Hello,
I am after some advice! I have a set of proteomic data run on healthy individuals; there is therefore no "treatment" or "status" outcome and the data will be tested against different continuous outcomes.
Although the data initially looked well, closer look indicated the levels of some proteins in some individuals were unaturaly low- even closer look indicated that this decrease was specific to the location of the lab and also the year of extraction; however these two are not independent i.e. blood extraction in labs 1 and 2 took place mainly in the first two years and in labs 3 and 4 in the next two years. Linear regression analyses however indicate that the effect of both lab and year is independent- i.e. even within the same lab there was a difference by year of extraction.
I am a bit confused of how to proceed. My problems/questions are
a) I have no variable of interest - only covariates such as sex- is this OK for combat?
b) can I use combat with lab as a batch -controlling for year and sex as covariates and then a second round of combat with year as a batch? Is it suggested to control for year in the first step?
c) when I did b- results were slightly corrected but still remains a difference in the levels of proteins- should I use sva as well?

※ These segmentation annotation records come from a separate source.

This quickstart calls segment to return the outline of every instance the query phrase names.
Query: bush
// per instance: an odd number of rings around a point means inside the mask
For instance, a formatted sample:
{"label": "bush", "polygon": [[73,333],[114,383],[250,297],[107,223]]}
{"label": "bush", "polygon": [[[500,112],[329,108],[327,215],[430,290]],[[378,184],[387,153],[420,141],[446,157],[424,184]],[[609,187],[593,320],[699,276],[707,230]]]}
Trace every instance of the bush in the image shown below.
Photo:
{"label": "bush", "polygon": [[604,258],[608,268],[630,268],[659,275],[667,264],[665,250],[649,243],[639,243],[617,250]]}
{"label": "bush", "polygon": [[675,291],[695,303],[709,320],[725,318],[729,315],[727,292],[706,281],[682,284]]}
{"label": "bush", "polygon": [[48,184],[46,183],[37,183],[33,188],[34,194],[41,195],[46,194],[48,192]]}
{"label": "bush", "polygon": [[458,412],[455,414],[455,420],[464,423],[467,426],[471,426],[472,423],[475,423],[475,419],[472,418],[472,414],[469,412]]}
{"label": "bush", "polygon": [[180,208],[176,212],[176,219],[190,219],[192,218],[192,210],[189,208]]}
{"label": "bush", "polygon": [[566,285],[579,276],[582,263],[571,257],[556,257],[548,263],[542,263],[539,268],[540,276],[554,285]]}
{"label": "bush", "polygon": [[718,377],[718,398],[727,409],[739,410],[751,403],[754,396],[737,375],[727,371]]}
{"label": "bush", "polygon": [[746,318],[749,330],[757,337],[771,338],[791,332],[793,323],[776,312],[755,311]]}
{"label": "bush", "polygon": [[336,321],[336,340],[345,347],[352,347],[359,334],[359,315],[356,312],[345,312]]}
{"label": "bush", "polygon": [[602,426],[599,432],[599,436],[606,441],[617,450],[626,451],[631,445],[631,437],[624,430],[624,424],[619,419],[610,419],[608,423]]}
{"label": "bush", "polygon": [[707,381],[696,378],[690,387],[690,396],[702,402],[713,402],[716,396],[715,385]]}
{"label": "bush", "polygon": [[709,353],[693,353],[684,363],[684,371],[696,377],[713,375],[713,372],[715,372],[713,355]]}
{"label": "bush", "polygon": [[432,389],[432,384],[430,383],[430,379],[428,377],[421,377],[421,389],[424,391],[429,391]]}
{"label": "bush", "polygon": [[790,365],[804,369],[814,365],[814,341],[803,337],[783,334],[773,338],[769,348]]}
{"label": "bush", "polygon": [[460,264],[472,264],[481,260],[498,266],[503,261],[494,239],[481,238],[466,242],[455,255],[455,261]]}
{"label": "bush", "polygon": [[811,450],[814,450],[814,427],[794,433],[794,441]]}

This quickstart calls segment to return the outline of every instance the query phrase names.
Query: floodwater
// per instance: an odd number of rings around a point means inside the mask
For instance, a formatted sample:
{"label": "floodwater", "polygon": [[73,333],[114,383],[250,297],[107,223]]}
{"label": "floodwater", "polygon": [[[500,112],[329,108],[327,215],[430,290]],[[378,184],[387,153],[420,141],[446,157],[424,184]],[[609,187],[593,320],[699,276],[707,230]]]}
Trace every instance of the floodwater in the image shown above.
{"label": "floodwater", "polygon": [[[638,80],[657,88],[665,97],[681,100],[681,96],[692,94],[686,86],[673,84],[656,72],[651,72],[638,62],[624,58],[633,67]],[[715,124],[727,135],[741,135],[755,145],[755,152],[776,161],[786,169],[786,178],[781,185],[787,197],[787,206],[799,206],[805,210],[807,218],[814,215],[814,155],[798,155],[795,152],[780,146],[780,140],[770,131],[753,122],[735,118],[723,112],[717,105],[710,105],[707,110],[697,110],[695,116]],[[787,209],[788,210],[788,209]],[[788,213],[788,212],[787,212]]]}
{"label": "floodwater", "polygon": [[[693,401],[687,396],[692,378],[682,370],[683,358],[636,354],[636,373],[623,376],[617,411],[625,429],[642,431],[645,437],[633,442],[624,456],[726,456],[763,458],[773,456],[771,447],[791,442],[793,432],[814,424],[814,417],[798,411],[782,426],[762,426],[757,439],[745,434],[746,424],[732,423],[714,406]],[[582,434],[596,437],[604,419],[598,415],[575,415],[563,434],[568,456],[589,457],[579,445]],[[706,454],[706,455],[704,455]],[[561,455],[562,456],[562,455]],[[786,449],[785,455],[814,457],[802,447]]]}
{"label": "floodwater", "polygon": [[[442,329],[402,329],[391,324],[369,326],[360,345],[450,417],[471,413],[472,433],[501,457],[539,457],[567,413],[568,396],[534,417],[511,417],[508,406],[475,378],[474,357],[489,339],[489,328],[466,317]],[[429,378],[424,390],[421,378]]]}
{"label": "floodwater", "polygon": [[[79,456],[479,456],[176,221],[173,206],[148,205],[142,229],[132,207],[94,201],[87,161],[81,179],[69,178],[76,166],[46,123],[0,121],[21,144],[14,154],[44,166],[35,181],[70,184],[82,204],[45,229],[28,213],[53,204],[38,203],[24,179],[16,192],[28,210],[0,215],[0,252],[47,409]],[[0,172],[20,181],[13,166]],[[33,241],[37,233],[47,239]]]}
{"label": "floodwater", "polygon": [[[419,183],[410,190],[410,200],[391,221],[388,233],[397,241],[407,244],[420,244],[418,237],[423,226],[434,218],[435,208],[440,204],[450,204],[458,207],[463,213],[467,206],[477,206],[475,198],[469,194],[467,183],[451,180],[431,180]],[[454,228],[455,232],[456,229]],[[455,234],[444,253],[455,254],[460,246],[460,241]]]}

Thanks so much in advance, really appreciated
TP
Thanks so much for your advice; if you have partially confounding variables you still do it sequentially? do you add first variable in the mod first or you just adjust twice or even do an interaction between the two? Thanks again for the info
id just do it sequentially using your covariate strategy as originally described and check results with principle component regression or whatever you use to estimate batch effects, however you do it, the point is to remove the batch effect while minimising disruption to your biological effect so you can just test your approach works. so far i just been doing a PCA to check for batch and haven't seen any in our array data, but we use one lab to do everything and it is done in very similar conditions every time.